Thursday, January 08, 2004
happy new year all.....
There was a message on the front cover of the monthly calendar folder/activities, the Georgia belle apt senior tower place I live in. A message from the Director, welcoming in the new year..
I cannot recall the exact words, but it went a bit like this....
.....Be thankful for what you do *NOT* have, and be thankful for what you did not get, for the Christmas new year's season! For everything that looks good, that your neighbor gets, there is a downside that goes with this:
---living on the 12th floor with the wonderful view? Be thankful that you do not, as the airconditioning equipment is just above you and the noise is like of a plane in flight!
----living on the second floor with the good elevator access? Be glad you do not live there, just in front of the Pull In, where the weekly ambulance pulls up at 2 am, reminding you of your very very soon-to-be Appointment with Mr death!!

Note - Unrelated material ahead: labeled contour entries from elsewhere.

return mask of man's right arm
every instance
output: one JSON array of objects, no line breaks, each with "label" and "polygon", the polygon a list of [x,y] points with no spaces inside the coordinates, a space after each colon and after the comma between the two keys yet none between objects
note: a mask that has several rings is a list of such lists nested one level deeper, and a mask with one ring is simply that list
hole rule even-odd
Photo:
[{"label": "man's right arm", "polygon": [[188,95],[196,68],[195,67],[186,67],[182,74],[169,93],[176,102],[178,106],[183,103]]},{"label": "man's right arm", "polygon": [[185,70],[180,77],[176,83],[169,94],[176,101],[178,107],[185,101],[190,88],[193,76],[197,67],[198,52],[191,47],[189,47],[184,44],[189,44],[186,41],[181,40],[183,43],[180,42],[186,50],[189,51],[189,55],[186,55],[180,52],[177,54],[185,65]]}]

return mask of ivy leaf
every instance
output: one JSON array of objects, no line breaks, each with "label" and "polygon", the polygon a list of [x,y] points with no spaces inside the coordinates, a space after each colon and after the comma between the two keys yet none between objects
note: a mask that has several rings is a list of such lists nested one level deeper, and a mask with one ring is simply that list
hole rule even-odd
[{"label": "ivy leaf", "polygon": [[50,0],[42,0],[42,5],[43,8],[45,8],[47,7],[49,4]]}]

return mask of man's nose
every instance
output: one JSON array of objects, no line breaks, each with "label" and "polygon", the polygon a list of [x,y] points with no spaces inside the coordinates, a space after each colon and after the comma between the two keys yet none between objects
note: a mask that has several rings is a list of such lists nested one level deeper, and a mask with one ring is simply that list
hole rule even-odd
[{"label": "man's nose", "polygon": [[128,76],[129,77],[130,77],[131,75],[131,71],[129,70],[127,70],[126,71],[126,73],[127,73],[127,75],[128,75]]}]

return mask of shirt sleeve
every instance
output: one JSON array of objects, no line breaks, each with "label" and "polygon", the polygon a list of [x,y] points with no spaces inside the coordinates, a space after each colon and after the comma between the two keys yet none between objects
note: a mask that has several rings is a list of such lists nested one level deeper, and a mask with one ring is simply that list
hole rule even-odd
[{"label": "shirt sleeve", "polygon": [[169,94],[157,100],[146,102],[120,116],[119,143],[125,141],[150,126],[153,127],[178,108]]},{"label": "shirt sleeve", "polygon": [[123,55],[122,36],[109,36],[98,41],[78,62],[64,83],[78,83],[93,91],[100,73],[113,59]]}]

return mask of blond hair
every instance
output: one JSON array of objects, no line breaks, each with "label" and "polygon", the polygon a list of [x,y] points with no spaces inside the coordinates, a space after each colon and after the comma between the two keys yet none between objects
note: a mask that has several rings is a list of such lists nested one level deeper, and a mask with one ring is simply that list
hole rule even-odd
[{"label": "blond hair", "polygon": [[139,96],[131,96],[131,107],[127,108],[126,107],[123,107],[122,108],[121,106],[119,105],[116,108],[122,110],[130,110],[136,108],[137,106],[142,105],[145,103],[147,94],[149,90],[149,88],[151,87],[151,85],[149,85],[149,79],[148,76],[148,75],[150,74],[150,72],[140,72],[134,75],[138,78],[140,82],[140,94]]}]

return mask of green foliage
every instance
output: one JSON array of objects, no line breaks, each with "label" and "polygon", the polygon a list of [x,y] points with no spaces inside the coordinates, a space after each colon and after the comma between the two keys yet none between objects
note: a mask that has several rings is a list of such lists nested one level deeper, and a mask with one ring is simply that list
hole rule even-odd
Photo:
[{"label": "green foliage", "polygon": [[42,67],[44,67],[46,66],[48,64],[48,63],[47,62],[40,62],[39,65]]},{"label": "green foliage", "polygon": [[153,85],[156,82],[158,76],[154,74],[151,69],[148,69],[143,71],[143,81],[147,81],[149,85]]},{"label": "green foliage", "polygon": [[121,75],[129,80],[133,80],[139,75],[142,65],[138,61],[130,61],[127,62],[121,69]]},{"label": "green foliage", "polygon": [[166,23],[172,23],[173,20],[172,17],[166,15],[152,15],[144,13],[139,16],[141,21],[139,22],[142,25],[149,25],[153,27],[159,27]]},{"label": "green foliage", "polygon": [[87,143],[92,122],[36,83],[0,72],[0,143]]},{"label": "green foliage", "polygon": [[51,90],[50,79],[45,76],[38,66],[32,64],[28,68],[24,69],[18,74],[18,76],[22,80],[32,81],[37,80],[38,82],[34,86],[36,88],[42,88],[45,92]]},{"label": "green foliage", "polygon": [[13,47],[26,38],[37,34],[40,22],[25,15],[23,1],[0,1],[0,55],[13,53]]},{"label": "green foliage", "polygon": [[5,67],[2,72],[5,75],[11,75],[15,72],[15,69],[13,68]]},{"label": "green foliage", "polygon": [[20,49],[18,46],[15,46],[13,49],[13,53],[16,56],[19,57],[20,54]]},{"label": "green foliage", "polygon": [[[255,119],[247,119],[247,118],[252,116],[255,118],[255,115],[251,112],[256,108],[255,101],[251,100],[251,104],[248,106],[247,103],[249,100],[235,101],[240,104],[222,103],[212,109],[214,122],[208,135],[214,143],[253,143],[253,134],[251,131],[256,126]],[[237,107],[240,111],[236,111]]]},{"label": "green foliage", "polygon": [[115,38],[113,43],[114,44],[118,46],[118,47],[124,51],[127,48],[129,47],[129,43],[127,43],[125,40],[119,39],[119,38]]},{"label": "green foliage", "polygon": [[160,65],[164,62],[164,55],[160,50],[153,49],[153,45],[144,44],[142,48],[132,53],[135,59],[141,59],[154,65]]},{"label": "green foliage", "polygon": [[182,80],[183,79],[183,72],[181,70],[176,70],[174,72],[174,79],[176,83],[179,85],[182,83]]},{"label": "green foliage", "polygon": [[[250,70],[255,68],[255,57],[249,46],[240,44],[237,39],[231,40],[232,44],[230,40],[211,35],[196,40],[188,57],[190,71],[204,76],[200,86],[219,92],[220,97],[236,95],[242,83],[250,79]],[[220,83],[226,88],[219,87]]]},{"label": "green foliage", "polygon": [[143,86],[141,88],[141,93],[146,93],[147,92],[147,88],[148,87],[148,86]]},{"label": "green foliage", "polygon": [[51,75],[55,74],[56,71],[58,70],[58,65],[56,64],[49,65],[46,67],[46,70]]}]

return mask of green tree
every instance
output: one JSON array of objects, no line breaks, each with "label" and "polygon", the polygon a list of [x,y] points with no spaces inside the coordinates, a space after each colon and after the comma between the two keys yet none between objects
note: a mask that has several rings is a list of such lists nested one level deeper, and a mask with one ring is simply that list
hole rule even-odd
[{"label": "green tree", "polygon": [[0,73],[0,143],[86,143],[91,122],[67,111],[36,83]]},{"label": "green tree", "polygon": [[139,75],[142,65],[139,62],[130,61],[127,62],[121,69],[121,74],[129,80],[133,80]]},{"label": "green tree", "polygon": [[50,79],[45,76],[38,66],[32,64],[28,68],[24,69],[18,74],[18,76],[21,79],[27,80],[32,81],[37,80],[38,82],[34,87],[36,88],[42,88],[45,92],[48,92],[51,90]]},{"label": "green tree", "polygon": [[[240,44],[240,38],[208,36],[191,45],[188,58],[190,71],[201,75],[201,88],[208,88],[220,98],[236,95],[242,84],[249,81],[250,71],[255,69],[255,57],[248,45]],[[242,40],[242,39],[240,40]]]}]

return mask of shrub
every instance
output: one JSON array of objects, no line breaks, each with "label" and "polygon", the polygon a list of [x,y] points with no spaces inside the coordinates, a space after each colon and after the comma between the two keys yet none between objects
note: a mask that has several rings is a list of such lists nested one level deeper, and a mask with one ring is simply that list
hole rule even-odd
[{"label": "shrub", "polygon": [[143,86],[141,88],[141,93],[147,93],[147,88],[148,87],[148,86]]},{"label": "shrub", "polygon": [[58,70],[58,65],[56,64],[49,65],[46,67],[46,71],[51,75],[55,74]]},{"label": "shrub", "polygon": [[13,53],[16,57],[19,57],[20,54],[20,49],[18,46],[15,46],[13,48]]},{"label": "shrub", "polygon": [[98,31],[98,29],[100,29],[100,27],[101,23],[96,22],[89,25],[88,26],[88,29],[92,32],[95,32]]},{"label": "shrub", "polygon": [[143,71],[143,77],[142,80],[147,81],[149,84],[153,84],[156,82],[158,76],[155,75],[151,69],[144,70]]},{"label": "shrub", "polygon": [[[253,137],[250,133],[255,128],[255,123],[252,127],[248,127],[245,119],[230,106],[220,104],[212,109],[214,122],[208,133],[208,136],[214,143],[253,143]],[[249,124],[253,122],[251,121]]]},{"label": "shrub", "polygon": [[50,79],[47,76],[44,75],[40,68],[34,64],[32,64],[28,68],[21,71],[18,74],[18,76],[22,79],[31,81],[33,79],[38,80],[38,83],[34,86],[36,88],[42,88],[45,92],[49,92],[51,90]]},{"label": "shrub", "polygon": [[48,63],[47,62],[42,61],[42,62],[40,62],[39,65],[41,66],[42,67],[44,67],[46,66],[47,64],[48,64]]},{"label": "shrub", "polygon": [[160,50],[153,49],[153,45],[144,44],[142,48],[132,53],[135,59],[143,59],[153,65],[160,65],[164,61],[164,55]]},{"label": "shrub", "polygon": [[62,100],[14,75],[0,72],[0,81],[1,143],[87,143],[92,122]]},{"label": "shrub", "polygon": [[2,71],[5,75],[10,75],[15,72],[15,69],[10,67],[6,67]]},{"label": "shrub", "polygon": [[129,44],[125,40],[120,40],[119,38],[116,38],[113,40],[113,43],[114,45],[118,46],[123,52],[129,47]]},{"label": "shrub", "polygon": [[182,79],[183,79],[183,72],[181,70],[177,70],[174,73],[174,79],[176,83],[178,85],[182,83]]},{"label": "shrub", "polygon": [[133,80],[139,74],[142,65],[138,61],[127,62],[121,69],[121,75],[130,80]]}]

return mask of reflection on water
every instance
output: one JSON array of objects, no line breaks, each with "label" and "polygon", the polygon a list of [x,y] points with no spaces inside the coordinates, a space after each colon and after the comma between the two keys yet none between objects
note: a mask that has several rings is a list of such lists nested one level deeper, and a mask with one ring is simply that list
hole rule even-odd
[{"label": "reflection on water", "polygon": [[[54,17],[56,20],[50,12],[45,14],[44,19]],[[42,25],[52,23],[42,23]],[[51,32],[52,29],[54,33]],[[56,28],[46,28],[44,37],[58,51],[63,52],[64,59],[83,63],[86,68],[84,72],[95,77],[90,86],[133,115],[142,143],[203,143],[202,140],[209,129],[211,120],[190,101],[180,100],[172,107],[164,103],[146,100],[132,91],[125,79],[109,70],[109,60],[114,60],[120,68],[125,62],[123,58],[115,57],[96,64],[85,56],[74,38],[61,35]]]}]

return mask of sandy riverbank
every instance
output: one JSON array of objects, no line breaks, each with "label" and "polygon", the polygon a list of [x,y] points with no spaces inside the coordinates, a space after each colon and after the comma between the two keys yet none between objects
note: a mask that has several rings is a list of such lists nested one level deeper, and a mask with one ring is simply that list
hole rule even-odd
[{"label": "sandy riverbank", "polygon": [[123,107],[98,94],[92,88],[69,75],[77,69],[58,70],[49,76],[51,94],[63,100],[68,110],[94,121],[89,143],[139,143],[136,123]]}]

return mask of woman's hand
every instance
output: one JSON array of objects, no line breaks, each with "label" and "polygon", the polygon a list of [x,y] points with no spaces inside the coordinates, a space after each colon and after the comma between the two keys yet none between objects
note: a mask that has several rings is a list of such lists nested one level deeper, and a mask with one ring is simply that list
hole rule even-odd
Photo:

those are not her examples, but just look at that photo from the AP wire showing a
photo of Misery in Portland, Oregon!
Probably *they* are glad that they do not live in Tallahassee, Florida , where I live,where there are 89 days a year of 90 degrees and 26 days a year of 95 or higher, with Tropic humidity!
yes, be thankful for the things that you do not have or did not get for Xmas!
Each of what you have needs care!
like of that lady, true story, who was offered a
she had three acres of land so she said YES! Oh she had to buy and build a fence and then the water trough and feed box and then the vaccinations and then it got sick and then the usual feed bills: took over $3500, that year, to care for this "free goat"!!